One of the main benefits to heat pumps is that they’re incredibly efficient. They’re capable of running at efficiencies of over 300%, since they transfer heat rather than generate it. However, maintaining this level of efficiency is essential for heat pumps to be a worthwhile investment.
The efficiency of heat pumps depends on how hard they must work to maintain a comfortable room temperature in your home – the lower the flow temperature (the temperature water flows through your radiators), the greater the efficiency. That’s why having a bigger emitter system makes such a difference – with larger radiators and underfloor heating, the heat pump doesn’t have to operate at such a high temperature to heat your house, so the efficiency increases.
Heat pump efficiency is measured by its Coefficient of Performance (CoP), and it shows how efficiently the air source and ground source systems can heat your home under the best possible conditions. Commercial air source heat pumps can operate at a maximum CoP of 4, whereas ground source heat pumps can reach up to 5. This means that for every unit of electricity you put in, the heat pumps have the potential to produce 4 and 5 units of heat respectively.
To put this into perspective, electric heaters operate at around 100% efficiency (1 unit of electricity produces 1 unit of heat), and even brand-new oil and gas boilers only function at an efficiency of around 90%. However, given that gas is a third of the cost of electricity, heat pumps are required to work above an average efficiency of 300% to compete with conventional gas systems.
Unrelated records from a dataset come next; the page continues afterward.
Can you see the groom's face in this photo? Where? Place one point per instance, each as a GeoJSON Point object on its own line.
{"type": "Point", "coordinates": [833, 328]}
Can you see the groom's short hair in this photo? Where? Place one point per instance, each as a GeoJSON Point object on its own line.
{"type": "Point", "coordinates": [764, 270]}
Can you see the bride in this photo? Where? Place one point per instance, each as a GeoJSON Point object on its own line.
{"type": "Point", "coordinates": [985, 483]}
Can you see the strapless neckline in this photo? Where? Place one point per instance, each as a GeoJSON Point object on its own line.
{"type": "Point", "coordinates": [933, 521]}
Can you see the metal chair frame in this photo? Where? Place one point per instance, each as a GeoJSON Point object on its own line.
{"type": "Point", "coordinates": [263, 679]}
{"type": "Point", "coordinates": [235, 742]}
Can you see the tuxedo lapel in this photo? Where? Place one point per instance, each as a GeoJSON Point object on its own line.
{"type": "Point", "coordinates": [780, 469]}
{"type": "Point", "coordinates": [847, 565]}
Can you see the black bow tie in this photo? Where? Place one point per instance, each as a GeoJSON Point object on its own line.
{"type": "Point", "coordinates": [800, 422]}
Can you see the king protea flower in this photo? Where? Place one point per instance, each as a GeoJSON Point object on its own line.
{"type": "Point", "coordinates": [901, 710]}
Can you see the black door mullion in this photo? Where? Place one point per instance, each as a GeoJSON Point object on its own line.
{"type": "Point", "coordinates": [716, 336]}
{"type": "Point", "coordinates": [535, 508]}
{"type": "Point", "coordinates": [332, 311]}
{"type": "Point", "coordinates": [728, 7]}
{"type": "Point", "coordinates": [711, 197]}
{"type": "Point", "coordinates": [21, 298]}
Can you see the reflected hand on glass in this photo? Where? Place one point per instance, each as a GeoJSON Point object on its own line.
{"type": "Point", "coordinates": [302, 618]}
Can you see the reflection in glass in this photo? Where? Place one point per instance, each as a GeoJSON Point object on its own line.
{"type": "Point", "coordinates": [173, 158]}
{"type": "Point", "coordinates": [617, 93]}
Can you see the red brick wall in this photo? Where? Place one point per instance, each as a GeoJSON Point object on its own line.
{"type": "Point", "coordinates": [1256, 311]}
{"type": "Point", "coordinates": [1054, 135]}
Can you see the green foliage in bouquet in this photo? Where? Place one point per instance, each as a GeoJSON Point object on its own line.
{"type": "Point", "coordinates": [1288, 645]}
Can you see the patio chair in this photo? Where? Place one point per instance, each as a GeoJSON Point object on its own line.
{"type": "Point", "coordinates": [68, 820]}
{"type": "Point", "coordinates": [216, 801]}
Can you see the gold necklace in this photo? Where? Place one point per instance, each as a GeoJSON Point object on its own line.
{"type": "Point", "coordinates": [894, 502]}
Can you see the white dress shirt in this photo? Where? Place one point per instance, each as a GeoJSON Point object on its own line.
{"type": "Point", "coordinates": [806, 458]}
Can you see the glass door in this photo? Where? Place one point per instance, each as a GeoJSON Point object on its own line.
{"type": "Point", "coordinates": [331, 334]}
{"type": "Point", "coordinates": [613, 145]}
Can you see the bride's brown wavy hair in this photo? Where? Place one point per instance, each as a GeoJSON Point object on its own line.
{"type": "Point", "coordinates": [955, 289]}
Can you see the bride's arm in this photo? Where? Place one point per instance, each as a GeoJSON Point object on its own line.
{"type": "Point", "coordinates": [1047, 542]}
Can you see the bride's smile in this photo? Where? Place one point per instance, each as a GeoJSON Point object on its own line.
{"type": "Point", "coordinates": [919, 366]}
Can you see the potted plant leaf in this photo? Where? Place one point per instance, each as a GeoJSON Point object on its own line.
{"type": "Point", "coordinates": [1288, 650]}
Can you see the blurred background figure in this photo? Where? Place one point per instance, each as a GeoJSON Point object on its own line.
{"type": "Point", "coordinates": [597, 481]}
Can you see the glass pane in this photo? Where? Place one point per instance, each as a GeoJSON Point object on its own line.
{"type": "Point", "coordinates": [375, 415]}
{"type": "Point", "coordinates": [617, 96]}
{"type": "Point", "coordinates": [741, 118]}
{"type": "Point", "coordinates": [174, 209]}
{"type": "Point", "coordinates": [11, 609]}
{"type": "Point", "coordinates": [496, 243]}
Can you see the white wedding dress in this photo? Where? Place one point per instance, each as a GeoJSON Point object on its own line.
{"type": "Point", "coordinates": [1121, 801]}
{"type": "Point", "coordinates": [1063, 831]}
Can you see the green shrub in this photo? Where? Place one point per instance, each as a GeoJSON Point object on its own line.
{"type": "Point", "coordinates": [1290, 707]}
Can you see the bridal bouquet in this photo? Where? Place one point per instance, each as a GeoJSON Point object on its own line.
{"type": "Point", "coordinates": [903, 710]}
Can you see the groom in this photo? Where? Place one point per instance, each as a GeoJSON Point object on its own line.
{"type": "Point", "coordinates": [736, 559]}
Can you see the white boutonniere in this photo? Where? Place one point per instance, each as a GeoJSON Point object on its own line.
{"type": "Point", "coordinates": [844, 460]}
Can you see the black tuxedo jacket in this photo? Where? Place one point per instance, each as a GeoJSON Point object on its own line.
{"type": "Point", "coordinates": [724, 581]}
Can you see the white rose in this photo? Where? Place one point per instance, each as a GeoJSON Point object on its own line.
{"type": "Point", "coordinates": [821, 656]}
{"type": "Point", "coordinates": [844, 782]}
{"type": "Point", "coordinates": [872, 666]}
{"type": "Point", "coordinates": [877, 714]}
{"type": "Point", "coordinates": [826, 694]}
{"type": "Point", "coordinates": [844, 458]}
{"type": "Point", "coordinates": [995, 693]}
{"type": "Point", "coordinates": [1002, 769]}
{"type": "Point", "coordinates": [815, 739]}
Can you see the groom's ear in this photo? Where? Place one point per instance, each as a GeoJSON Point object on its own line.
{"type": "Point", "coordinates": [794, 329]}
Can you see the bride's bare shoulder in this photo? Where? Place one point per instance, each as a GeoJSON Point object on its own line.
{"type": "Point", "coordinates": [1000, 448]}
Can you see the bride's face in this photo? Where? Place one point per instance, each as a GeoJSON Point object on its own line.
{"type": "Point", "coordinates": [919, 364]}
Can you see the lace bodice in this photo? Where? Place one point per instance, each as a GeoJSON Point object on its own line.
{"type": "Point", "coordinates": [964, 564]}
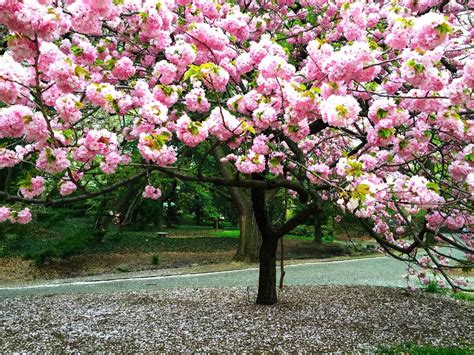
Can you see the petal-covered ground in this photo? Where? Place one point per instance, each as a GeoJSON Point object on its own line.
{"type": "Point", "coordinates": [329, 318]}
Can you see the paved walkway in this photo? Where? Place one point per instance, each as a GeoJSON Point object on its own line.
{"type": "Point", "coordinates": [379, 271]}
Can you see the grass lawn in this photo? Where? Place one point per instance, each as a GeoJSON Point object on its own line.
{"type": "Point", "coordinates": [67, 248]}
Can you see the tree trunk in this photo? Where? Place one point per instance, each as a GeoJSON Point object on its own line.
{"type": "Point", "coordinates": [267, 277]}
{"type": "Point", "coordinates": [250, 238]}
{"type": "Point", "coordinates": [249, 241]}
{"type": "Point", "coordinates": [318, 231]}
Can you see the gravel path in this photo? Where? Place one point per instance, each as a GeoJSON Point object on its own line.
{"type": "Point", "coordinates": [380, 271]}
{"type": "Point", "coordinates": [328, 318]}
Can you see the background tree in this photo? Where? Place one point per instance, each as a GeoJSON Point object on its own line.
{"type": "Point", "coordinates": [366, 105]}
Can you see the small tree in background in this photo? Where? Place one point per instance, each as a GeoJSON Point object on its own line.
{"type": "Point", "coordinates": [365, 104]}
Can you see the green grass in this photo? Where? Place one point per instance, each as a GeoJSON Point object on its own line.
{"type": "Point", "coordinates": [234, 233]}
{"type": "Point", "coordinates": [73, 236]}
{"type": "Point", "coordinates": [424, 350]}
{"type": "Point", "coordinates": [463, 296]}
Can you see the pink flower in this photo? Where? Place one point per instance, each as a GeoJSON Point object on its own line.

|Type of heat generator||Typical flow temperature (°C)||Fuel||Typical seasonal efficiency (%)||Capital cost (£)|
|Air to air heat pump||40||Electricity||250||Medium|
|Air to water heat pump||40||Electricity||350||Medium|
|Ground source heat pump||40||Electricity||350||High|
|High efficiency boiler, LTHW||80||Gas, LPG, oil, bio-gas and bio-oil||85||Low|
|Condensing boiler, LTHW||70||Gas, LPG, oil, bio-gas and bio-oil||90||Low|
|Combined heat and power||90||Gas, LPG, oil, bio-gas and bio-oil||Not applicable||High|
|Solar thermal||80||Solar radiation||Not applicable||Medium|
|Biomass boiler, LTHW||80||Wood chip, pellets||80||High|
|Steam boiler||170||Gas, oil, biofuels||85||High|
|M/HTHW boiler||>90||Gas, oil, biofuels||85||High|
Based on gross calorific value of fuel
Sourced from CIBSE Guide B1 : 2016
The issue with comparing heat pumps based on their CoP values is that they give unrealistic expectations of heat pump performance, as they only show the efficiency in peak conditions. During the winter when the temperature outside drops, the efficiency of air source heat pumps decreases (sometimes to around 1.5 CoP), as they must use more electricity to maintain your normal room temperature.
It’s much more beneficial to compare heat pumps based on their Seasonal Coefficient of Performance (SCoP). The SCoP gives a true indication of heat pump efficiency because it takes seasonal change into account, giving you an average value over the whole year. The Seasonal Coefficient of Performance is also used to determine how much you’ll be receiving in RHI payments.
Seasonal change doesn’t affect the efficiency of ground source heat pumps to the same degree, as the temperature underground remains constant throughout the year (roughly 10°C), but the porousness of the ground does. If the ground underneath your garden is a thick clay-like substance, heat will not conduct very well to replace that which is absorbed through the heat pump’s pipes, so the efficiency will be reduced. That’s why the quality of the ground is taken into consideration during the survey process.
The Seasonal Coefficient of Performance does has its limits though. For instance, an immersion heater is used for supplying the house with domestic hot water (usually at an efficiency of less than 100%). If the heat pump supplies the heat for domestic hot water, the SCoP will decrease. Other areas that aren’t taken into account in the SCoP include the electricity required by the circulation pump and defrost cycles for air source heat pumps.